Last year, Elliott Management Corp., a hedge fund with an activist agenda and a $ 3.2 billion stake in AT&T, criticized the company for major acquisitions, including the $ 85 billion deal to buy Time Warner assets including HBO, CNN and Warner Brothers Studio. The hedge fund is pushing AT&T to sell the loss-making DirecTV unit and wireless operations of the company in Mexico.
For investors, the risk at this point is whether AT&T will be able to successfully transform its business and compete with entertainment disruptors such as Netflix (NASDAQ 🙂 and Amazon (NASDAQ :), and whether such success is $ 0.52 would save a quarterly payout of the share
2. Exxon Mobil
Exxon Mobil (NYSE: NYSE :), one of America's oil super majors (NYSE: NYSE :), currently presents a compelling risk-reward comparison.
The company has impressive scale in everything from drilling to refining to access to the US shale region, but the giant is under tremendous pressure as demand for its products has collapsed due to the pandemic.
While the stock is unlikely to generate massive profits for investors itself, the stock remains a top choice for long-term energy bulls.
The stock, which closed at $ 36.90 Friday, is down more than 40% this year, pushing the stock's dividend yield to more than 9%.
The multinational oil and gas giant has so far resisted lowering its holy quarterly dividend of $ 0.87 per share. However, analysts are divided on whether the company will be able to tolerate cash payouts when its profits are wiped out.
The Irving, Texas-based energy major posted back-to-back, most recently in July, for the first time this century. It reported a deficit of $ 1.1 billion, compared to profit of $ 3.1 billion in the same period a year ago. Exxon also told investors it will delay its ambitious expansion plans to save money.
However, buying stock for the juicy payout also means you are betting that the futures of major oil companies are secure and that Exxon will continue to produce enough cash to cover its generous dividend.

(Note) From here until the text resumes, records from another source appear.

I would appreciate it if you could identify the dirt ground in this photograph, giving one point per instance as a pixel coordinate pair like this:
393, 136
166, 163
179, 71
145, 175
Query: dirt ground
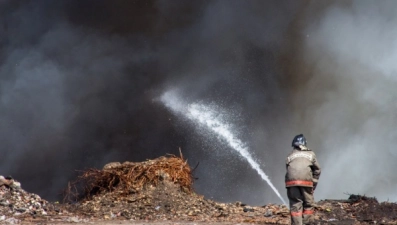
160, 192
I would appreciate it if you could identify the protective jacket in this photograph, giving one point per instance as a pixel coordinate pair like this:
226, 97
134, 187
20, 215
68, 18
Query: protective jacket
302, 168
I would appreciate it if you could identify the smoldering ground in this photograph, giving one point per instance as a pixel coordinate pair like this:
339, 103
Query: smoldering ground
79, 81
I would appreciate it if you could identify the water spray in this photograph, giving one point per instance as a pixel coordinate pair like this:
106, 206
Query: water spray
208, 117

The age-old tech giant International Business Machines (NYSE 🙂 has been at a crossroads for years. Big Blue, as it is sometimes colloquially referred to, is struggling as technology and consumer preferences evolve rapidly, depriving this tech sector legacy company of its major sources of income.
IBM & # 39; s sales peaked in 2011 and free cash flows did so a year later. The company's push to refocus IBM's operations on the latest technologies, such as the cloud and artificial intelligence, has so far produced only mixed results.
During this period, IBM exited a number of markets, invested in cloud data centers, and bought a number of companies to boost sales, bolster technology offerings, and add a wealth of data to build artificial intelligence (AI) algorithms. train.
While IBM has so far been slow to gain a leading market share in these new areas of the digital economy, the manageable debt and recurring cash flows of the dividend make a relatively safe bet for income-oriented investors.
The stock, which closed Friday at $ 121.46, is yielding 5.41% at a rate of $ 1.63 per share per quarter.
The stock remains about 44% below its record high of $ 215.80 in 2013, testing the patience of the company's buy-and-hold investors. The analysts average target price for this stock is $ 135.19 for the next 12 months.
Investing in turnaround situations can yield huge returns over time. But such companies also entail additional risks. As such, investors must be extremely careful when choosing high yield stocks.